# Виктор Гридин, фото.



## Sti1 (24 Ноя 2013)

Здравствуйте! Долгое время ищу фотографии с Виктором Гридиным, но нахожу малое количество, и таких фотографий как в этом видео:http://www.youtube.com/watch?v=c5CRNnORKX0 не нашёл нигде. Вот и за помощью обращаюсь к Вам, баянисты и аккордеонисты, не могли бы вы мне передать папку с фотографиями гридина, или ссылку на сайт, где их много на мою почту [email protected] / Заранее спасибо!


----------



## MAN (28 Июн 2021)

На днях посмотрел фильм "Огонь из преисподней" 1957 года и вдруг поразился удивительному внешнему сходству американского актёра Роберта Митчема с Виктором Гридиным. Причём похожи у них не только черты лица, но и мимика. Чудеса да и только!


----------



## Kuzalogly (28 Июн 2021)

Ну так это и есть Р. Митчем. Так же как Ю. Андропов- совсем не Андропов, а Гленн Миллер. Ну, это всем известно... .
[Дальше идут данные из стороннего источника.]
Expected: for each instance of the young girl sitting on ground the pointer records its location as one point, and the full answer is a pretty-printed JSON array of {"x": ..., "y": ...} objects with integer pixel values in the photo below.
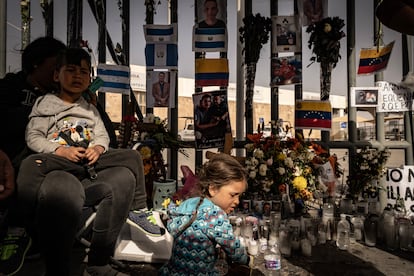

Юрий Андропов и Гленн Миллер - одно и то же лицо?


Ю. Андропов Ю. Андропов Процедуру подмены политического лидера двойником можно назвать традицией, одной из граней политтехнологий, отработанных с древних времён. Были двойники у египетских... 4 фото




www.perunica.ru




И таких историй- великое множество.


----------